In relational databases, complex data relationships arise when data from different tables is related or somehow interconnected. Because data is spread across multiple tables, querying it requires hopping from one table to another and joining it with slow and resource-intensive join operations.

The complexity of join operations can increase exponentially as the number of tables increases and as the links between various tables are no longer neatly structured following a clearly set pattern. It is no longer sufficient to join just two or three tables but hop through more than seven tables to find the correct link between the data and gain valuable analytics.

Examples of complex data are deep hierarchical relationships between data, such as parent-child relationships or many-to-many relationships between different tables.

How does Memgraph compare to other graph databases regarding performance?

Memgraph is designed to be a high-performance graph database, and it typically outperforms many other graph databases in terms of speed and scalability. Key factors contributing to Memgraph's performance are its in-memory architecture and a performant query engine written in C++. Memgraph also offers a variety of tools and features to help optimize query performance, including label and label-property indexes and a custom visualization library. Check our benchmark (opens in a new tab) comparing Memgraph and Neo4j.

Is Memgraph a distributed database?

At the moment, Memgraph supports horizontal scaling of read queries by using replication.

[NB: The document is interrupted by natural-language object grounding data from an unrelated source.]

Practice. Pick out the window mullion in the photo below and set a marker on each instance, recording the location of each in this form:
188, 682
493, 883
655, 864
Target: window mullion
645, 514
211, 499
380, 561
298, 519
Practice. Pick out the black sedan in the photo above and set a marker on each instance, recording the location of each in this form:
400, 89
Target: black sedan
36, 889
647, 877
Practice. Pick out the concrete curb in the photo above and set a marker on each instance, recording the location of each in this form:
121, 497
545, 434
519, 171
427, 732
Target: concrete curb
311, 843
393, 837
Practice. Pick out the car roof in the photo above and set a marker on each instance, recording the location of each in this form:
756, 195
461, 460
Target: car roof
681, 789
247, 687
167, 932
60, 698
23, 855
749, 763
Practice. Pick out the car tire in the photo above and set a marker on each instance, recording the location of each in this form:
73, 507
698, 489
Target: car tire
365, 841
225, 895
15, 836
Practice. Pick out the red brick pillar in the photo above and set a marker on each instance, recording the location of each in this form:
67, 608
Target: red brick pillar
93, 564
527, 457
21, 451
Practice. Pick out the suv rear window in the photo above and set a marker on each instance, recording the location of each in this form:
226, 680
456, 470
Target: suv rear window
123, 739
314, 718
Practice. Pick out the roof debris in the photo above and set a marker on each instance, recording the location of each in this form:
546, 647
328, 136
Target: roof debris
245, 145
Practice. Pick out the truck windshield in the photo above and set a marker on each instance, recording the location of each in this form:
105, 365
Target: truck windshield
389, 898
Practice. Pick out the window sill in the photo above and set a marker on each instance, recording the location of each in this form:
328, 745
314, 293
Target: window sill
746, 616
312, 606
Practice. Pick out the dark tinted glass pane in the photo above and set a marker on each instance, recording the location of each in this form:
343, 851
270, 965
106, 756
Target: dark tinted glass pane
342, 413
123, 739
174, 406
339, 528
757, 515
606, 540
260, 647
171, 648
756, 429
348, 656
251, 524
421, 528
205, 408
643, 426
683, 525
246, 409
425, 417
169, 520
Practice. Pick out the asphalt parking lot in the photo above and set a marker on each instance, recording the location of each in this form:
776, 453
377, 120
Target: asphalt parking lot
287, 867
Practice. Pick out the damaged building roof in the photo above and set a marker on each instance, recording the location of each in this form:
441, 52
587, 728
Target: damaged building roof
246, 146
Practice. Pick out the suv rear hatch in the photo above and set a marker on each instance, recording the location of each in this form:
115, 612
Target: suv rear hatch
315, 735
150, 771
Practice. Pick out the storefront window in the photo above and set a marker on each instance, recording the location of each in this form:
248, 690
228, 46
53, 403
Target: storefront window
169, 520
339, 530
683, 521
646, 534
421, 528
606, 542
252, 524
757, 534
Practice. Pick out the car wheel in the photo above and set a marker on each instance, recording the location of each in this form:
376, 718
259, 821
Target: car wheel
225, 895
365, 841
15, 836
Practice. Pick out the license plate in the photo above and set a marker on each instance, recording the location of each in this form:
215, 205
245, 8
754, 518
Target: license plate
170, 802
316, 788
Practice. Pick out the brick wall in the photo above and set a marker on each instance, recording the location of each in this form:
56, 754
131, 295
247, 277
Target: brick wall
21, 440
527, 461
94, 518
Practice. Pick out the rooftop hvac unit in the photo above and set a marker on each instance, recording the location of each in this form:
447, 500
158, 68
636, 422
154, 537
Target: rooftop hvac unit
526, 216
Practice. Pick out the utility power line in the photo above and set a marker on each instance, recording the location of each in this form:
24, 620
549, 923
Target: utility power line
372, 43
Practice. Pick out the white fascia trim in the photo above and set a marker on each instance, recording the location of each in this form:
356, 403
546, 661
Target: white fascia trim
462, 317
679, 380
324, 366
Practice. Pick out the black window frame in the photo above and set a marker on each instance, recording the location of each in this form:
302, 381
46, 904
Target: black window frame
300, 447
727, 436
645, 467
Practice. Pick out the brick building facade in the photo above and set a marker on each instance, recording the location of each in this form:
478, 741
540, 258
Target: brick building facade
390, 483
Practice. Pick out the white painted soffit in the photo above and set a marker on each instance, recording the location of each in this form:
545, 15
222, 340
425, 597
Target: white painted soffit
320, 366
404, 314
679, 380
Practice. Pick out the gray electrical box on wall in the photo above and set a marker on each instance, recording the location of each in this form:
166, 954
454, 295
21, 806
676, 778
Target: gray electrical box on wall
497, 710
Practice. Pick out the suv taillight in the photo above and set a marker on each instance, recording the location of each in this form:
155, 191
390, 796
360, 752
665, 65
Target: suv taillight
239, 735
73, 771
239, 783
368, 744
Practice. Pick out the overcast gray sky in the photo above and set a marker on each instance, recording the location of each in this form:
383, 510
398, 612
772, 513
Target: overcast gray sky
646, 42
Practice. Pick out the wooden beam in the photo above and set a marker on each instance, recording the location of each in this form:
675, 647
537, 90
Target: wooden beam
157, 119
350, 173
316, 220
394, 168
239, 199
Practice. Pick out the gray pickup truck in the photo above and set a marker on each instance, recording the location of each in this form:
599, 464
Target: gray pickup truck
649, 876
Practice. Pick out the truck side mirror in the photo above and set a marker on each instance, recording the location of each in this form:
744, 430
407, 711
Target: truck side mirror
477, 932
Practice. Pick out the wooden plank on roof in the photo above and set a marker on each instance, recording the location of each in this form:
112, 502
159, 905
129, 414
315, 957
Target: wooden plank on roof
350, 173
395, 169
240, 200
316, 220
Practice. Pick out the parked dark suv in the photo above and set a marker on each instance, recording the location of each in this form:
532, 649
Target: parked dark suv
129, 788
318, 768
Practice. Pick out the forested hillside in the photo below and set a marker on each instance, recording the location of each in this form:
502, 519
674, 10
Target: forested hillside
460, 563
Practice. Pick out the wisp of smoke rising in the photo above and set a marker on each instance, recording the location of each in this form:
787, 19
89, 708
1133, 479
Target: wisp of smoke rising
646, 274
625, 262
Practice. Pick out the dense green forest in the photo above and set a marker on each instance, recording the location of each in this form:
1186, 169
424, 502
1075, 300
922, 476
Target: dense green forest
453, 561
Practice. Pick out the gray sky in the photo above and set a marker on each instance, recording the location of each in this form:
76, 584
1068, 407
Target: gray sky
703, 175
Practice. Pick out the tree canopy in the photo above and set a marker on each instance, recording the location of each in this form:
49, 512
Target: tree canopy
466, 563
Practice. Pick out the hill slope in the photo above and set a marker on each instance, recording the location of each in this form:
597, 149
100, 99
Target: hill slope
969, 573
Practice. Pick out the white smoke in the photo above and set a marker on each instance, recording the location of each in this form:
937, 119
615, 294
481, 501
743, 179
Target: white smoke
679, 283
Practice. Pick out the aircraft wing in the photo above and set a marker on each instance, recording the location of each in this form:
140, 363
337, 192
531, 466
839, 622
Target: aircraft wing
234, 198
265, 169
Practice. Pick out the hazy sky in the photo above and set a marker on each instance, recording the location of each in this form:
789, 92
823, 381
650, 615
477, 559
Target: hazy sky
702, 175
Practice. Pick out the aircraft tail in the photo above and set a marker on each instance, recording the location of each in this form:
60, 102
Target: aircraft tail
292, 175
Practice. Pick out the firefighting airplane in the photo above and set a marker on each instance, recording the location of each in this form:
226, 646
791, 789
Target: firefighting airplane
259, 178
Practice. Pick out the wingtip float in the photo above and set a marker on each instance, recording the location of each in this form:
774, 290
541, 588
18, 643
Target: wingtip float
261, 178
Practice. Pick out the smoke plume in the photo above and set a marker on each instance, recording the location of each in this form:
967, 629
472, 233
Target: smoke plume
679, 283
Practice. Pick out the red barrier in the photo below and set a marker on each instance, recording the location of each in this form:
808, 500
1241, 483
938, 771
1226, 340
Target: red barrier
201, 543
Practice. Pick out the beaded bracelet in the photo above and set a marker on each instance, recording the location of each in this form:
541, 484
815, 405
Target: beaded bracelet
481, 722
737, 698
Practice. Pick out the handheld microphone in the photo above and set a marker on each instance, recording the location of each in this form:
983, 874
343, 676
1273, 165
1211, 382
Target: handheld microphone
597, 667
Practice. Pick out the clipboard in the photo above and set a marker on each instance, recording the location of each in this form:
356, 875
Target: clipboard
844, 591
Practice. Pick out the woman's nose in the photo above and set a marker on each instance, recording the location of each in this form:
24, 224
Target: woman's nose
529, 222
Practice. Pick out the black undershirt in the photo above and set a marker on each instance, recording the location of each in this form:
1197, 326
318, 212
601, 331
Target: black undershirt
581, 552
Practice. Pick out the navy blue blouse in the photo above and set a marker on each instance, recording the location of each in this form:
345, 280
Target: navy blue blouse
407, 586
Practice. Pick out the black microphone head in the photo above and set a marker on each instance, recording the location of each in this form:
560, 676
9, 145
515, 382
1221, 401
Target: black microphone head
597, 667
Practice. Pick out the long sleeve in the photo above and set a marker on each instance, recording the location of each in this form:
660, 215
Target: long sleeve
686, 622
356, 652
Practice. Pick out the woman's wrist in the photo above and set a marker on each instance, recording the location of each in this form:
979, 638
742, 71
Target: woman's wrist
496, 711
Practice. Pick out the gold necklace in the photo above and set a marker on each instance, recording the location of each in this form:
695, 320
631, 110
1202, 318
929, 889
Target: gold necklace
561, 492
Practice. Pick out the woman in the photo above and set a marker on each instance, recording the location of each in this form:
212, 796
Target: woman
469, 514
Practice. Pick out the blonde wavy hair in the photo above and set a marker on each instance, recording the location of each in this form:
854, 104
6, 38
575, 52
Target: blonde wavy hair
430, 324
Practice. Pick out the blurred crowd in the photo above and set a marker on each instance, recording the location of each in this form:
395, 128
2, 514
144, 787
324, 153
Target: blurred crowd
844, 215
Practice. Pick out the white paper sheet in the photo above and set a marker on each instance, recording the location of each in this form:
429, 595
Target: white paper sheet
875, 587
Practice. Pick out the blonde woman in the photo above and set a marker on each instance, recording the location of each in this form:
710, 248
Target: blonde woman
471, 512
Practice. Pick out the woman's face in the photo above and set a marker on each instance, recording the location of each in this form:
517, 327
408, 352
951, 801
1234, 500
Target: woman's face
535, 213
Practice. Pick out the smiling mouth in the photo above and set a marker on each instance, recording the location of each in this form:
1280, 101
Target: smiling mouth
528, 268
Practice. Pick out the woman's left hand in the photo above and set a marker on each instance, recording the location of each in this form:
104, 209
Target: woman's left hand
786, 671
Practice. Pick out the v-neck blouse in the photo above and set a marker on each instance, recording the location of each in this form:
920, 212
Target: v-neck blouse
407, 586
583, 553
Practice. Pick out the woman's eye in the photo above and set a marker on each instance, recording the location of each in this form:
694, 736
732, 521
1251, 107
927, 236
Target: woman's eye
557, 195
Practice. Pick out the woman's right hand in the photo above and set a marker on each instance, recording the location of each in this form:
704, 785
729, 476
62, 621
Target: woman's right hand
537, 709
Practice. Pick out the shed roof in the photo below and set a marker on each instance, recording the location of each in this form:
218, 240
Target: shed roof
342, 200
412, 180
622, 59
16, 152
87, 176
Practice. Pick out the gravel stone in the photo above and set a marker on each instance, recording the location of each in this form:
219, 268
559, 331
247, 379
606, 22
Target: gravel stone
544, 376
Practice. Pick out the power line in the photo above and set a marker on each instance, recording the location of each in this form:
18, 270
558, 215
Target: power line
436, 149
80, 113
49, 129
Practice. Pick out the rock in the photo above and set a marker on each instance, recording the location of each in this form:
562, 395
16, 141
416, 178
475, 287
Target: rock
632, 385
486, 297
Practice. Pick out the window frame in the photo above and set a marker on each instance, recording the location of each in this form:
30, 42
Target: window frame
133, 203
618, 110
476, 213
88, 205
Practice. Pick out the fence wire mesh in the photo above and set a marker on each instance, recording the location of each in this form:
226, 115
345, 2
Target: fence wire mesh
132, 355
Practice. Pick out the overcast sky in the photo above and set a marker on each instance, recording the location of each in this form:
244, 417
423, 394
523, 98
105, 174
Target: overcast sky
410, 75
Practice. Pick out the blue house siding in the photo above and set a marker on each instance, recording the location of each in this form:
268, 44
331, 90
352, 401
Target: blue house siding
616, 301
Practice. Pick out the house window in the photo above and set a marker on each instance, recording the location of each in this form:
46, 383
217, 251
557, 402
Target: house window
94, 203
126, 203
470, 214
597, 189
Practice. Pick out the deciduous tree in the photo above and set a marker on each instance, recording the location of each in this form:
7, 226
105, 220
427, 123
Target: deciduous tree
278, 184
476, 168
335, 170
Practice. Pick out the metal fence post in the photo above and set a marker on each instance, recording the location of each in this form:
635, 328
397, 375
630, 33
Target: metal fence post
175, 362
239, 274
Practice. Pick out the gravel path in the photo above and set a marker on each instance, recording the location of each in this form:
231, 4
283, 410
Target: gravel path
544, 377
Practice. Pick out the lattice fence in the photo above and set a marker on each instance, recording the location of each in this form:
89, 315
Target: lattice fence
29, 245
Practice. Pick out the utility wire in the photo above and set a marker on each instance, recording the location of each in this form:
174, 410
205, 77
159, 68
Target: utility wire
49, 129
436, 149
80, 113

Horizontal scaling of write queries requires sharding of data which Memgraph doesn’t support because once data is sharded in a cluster it becomes a complex system that is less performant, error-prone and requires advanced management, thus requiring more infrastructural and DevOps resources. Single-machine systems are easier to manage, and consequently, the cost of maintenance and manpower is lower.

How does Memgraph ensures persistency and durability?

Although Memgraph is an in-memory database, the data is persistent and durable. This means data will not be lost upon reboot.

Memgraph uses two mechanisms to ensure the durability of stored data and make disaster recovery possible:

  • write-ahead logging (WAL)
  • periodic snapshot creation

Each database modification is recorded in a log file before being written to the database. Therefore, the log file contains all steps needed to reconstruct the DB’s most recent state. Memgraph also periodically takes snapshots during runtime to write the entire data storage to the drive. On startup, the database state is recovered from the most recent snapshot file. The timestamp of the snapshot is compared with the latest update recorded in the WAL file and, if the snapshot is less recent, the state of the DB will be completely recovered using the WAL file.

How does Memgraph ensure high availability?

Memgraph ensures high availability by using replication. Replication involves replicating data from one MAIN instance to one or several REPLICA instances. If a MAIN instance fails, another REPLICA instance can be upgraded and serve as the MAIN instance, thus ensuring continuous data availability.

How many cores does Memgraph utilizes?

Memgraph is designed to utilize all available CPU cores on a machine to process queries and perform other operations in parallel, significantly improving performance and reducing query response times.

What are the minimum and recommended requirements to run a on-premise instance?

To run Memgraph on-premise, you require an Intel Xeon, AMD Opteron/Epyc, ARM machines, Apple M1, Amazon Graviton server or desktop processor, at least 1 GB of RAM and disk and at least 1 vCPU. We recommend using a server processor, at least 16 GB of ECC RAM, the same amount of disk storage and at least 8 vCPUs or 4 physical cores.

How much RAM do I need for my graph?

We recommend twice as many GB of RAM as the data size. If you have 8 GB of data, we recommend having at least 16 GB of RAM. Of course, the actual memory needs depend on the complexity of executed queries. The more graph objects query needs to return as a result, the more RAM will be required. To calculate the Memgraph RAM instance requirements based on your data, check out how Memgraph uses memory or use the Storage memory calculator (opens in a new tab).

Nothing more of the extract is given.